Based on experience gained by launches from frigates and sorties in bad weather conditions, a new generation was evaluated under the name Tuna/G. Intermediate versions such as Turna-303C, -401C, -411C-501D and-502D served for improvements to autonomy, reliability, aerodynamics, lateral and directional stability as well as available volume for modular payloads. In order to offer alternative configurations, different components such as servos, propeller and engine were also integrated and tested. Turna/G has operational capability of beyond-visual-range (BVR), which its forerunner Turne/S lacked. It was introduced in 2003, and went into production in late 2004.

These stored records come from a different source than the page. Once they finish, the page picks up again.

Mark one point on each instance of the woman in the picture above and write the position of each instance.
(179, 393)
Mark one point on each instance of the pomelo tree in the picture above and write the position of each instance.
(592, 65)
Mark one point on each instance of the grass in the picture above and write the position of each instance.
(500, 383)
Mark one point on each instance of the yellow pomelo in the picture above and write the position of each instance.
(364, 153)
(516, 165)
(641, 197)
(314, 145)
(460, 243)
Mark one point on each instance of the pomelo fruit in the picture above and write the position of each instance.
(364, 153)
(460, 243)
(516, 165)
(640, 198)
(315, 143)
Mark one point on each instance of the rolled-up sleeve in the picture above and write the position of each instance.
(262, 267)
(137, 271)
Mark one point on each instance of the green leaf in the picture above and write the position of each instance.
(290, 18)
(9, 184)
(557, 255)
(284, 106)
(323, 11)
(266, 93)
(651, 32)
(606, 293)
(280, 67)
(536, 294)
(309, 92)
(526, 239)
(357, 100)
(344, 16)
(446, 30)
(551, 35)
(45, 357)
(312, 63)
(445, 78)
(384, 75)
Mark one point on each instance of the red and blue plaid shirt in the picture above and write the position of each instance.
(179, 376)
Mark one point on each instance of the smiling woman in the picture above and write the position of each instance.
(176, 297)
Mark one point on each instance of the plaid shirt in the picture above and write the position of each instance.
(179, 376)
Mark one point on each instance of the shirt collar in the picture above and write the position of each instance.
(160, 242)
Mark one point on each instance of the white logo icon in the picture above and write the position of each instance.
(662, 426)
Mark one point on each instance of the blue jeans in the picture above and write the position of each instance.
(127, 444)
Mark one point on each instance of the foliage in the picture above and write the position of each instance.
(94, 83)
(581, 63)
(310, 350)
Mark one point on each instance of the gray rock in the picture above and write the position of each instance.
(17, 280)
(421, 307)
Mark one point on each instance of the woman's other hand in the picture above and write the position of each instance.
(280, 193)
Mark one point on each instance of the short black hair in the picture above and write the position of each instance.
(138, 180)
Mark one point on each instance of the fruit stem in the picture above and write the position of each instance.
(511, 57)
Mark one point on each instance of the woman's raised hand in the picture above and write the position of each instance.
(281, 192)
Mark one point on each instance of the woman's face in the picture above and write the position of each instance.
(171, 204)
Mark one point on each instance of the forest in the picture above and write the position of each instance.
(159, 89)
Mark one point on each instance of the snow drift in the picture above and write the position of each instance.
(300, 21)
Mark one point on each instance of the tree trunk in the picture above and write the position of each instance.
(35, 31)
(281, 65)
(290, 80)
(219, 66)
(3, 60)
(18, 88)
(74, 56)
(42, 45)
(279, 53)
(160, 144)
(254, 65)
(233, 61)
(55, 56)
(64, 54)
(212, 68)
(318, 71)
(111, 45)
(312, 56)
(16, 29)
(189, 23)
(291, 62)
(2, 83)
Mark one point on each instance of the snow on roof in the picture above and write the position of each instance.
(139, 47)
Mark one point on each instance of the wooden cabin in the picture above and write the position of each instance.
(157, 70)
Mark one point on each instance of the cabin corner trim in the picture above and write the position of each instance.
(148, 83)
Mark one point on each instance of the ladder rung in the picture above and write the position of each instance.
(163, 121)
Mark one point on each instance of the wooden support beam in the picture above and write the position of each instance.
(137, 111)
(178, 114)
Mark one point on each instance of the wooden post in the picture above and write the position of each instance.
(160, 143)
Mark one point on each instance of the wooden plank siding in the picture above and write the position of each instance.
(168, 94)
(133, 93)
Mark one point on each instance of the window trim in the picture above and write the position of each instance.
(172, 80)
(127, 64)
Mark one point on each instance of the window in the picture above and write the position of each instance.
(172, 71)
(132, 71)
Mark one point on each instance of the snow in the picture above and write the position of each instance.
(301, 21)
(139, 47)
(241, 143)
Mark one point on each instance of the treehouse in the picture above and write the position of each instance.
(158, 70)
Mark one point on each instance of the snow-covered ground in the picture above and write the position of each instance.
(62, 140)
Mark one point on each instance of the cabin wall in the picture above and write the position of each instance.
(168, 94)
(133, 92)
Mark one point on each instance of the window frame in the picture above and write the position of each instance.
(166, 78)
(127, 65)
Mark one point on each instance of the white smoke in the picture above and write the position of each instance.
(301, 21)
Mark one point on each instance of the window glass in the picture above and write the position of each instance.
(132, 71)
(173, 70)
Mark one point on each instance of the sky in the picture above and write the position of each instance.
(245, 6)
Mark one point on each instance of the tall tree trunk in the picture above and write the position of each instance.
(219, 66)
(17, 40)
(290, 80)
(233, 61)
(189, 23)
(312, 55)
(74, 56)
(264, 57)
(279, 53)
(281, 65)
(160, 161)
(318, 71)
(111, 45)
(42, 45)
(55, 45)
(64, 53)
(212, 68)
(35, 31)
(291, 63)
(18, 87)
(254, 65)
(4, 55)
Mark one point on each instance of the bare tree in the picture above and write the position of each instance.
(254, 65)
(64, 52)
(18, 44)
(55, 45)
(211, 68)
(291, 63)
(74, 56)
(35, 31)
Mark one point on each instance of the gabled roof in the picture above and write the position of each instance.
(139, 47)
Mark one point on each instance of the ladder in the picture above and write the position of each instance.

Turna/G was propelled by an air-cooled rotary engine of type AR741 made by UAV Engines Ltd in the United Kingdom. The single engine developed a power of 38 HP. The drone was later fitted with a turboprop engine of type TEI-TP-1X, a small centrifugal gas turbine, manufactured by TAI's subsidiary Tusaş Engine Industries (TEI). This version made its first test flight on April 4, 2008.

The delta-winged UAV with V-tail has all composite material airframe. Payloads of the drone are passive radar cross-section enhancer (Luneburg lens), acoustic miss distance indicator (MDI), infrared flares and smoke. Data link is accomplished by encrypted real-time telemetry, and guidance/tracking takes place fully autonomous based on GPS integrated waypoint navigation system. The target drone takes off from a catapult launcher on land or from naval vessel, and is recovered by parachute or lands on skid in water.